Low-Income Housing Tax Credits & Rural Housing in Nevada, 2018

The 2018 Nevada Qualified Allocation Plan (QAP) includes a set-aside and incentive for USDA-RD projects and lists criteria for developments to fall under this category. The QAP also explains how Nevada geographically allocates its tax credits.

Demand for housing credits often exceeds supply. In determining how and where to allocate the credit, the Division must consider the need for affordable housing throughout the state of Nevada. The purpose of the QAP is to reserve Federal Tax Credits for the creation and maintenance of rental housing units for low and very low-income households in the state in such a way as to further the following principles and priorities:

• Reserve credits in order to provide an equitable distribution throughout the state;

Nevada’s 2018 QAP sets aside 10% of its total allocation to USDA-RD projects (totaling $734,301).  The set-aside is limited to acquisition/rehabilitation projects.  Acquisition/Rehabilitation projects in this set-aside must meet USDA-RD’s definition of substantial rehabilitation and requires a letter from USDA explaining why the rehabilitation is warranted and that the scope of the capital needs assessment is acceptable.

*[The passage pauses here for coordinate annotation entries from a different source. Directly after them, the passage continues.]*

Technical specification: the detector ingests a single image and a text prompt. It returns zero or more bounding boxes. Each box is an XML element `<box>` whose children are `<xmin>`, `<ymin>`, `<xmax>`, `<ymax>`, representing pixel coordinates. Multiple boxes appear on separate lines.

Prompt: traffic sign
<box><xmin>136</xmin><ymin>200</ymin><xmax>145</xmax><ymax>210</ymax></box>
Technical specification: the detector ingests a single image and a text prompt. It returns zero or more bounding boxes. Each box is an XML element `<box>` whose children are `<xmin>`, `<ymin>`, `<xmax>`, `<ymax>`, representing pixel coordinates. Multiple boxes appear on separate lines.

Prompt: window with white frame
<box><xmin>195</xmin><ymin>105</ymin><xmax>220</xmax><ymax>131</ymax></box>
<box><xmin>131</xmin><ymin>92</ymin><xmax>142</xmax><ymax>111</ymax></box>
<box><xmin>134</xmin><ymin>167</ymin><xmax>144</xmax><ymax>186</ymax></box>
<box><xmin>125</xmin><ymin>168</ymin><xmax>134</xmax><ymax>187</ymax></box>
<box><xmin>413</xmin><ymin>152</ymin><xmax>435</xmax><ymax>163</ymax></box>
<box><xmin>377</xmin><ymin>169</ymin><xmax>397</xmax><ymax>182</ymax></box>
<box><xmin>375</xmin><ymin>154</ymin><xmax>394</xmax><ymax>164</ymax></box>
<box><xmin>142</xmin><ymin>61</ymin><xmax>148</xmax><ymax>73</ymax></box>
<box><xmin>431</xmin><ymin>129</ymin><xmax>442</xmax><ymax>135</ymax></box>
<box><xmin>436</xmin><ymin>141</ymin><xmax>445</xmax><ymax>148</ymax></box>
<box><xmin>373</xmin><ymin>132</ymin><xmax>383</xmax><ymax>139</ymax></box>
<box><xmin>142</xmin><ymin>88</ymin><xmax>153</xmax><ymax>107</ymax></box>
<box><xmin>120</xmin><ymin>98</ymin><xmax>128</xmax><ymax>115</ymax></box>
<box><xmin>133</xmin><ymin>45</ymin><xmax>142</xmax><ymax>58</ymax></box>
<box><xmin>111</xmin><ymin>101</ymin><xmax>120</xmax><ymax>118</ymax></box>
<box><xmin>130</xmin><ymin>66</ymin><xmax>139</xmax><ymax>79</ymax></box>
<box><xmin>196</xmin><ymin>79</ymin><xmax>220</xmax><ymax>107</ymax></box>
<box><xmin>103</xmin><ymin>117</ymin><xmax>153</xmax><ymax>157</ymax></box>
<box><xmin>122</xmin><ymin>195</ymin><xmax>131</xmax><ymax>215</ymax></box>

In addition, after Nevada allocates tax credits to its established set-aside categories, the remaining tax credits are allocated into geographic accounts established for Clark County, Washoe County and Other Nevada Counties. Allocations are based on population estimates, with Clark County receiving 73.35% of the state’s total allocation, Washoe County receiving 15.18%, and other counties receiving a total of 11.47%. The highest scoring applications will be funded in their count account until the remaining credits are insufficient to fund another project. All remaining credits will go into the general pool.